Koko knew he was being talked about, and he made his presence known.

Simmons said, “Friendly cuss, isn’t he?”

“He knows you’re a cop. He likes cops.”

“Which reminds me,” Simmons said, “on the phone you mentioned an incident that happened on your property. What was that all about?”

“I have a hundred acres of beach frontage, and a well-dressed male was killed execution-style in a wooded area there. No ID or valuables on the body. The SBI is handling the case. Meanwhile, our police chief tells me there’s been a similar incident in northern Michigan.”

Simmons nodded. “I remember an identical case out west. A guy hung around a sportsmen’s bar, talking about hunting and fishing and saying he knew a great spot for a hunting lodge. He showed snapshots of a lake with ducks flying and a trout stream with a waterfall. The property belonged to a friend who had to sell it to pay a child-support judgment or go to prison. He would sell it for a tenth of its value. He found a sucker who drove up into the hills with him and his friend, both crooks. They had a fake surveyor’s map and a fake title—and a gun. The sucker had the cash. And that was the end of him and his great deal!”

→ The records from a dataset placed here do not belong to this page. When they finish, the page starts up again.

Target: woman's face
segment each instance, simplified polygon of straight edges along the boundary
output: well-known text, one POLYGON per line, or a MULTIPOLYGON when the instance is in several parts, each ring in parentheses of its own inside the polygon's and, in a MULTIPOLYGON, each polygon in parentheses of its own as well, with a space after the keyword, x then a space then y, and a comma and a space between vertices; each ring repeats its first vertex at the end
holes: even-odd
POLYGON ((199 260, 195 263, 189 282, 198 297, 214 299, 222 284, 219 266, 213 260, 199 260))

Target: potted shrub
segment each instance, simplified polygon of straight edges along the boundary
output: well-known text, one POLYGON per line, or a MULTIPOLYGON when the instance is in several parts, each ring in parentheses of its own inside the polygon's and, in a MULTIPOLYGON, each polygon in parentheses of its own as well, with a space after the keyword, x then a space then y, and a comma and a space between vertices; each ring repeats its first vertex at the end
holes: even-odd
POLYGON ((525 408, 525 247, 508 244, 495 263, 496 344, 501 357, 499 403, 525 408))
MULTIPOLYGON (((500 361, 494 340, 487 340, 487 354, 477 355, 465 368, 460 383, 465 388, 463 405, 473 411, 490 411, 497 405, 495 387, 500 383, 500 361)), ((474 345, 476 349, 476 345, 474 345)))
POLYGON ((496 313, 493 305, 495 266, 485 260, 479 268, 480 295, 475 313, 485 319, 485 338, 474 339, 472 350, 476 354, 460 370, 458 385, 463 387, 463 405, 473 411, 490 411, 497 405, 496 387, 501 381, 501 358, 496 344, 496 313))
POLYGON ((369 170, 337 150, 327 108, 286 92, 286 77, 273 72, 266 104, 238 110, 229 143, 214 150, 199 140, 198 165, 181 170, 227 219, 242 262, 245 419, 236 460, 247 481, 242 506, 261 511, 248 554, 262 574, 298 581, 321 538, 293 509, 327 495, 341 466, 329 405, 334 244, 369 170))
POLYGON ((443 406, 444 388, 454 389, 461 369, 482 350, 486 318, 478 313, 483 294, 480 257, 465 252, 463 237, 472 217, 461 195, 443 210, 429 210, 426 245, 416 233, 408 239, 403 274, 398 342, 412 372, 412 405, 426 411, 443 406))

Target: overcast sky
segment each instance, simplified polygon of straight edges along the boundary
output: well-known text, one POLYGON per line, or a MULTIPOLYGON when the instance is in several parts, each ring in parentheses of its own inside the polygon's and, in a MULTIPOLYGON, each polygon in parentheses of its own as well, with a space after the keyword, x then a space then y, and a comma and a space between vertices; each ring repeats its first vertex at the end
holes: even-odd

“Did they ever solve the case?”

“Not until it happened in a nearby state, and the investigators were able to trace a pattern. That’s the pity of it; there’s always some sucker looking for a fantastic deal.”

Qwilleran said, “I hear that land fraud goes on all the time without the homicide—because people are ignorant or greedy.”

Koko looked up briefly from his empty plate and said, “Yow!”

“Why is he staring at me?” Simmons asked.

“Look at your watch.”

“It’s eleven o’clock.”

“He wants his bedtime snack. Would you like to feed him?”

“Me? How do I do it?”

“See that glass jar on the kitchen counter? It’s full of homemade crunchies. Just put half a cupful on one plate and a little less on the other. Then put them on the floor under the kitchen table. Koko’s goes on the right.”

Simmons followed instructions, at the same time saying, “Look, Ma! I’m feeding a cat.”

For the Sunday matinee there was another full house at the Hotel Booze, and a greater air of excitement prevailed; show-goers had heard from friends and relatives how the imaginary broadcast was a retelling of family history. During the performance an occasional whimpering in the audience came, perhaps from the granddaughter of the farmer who had been buried under an avalanche of snow in his own barn, or a descendant of a lifesaving crewman who had participated in a heroic rescue. When it was over, the listeners swarmed to the platform with compliments and handshakes.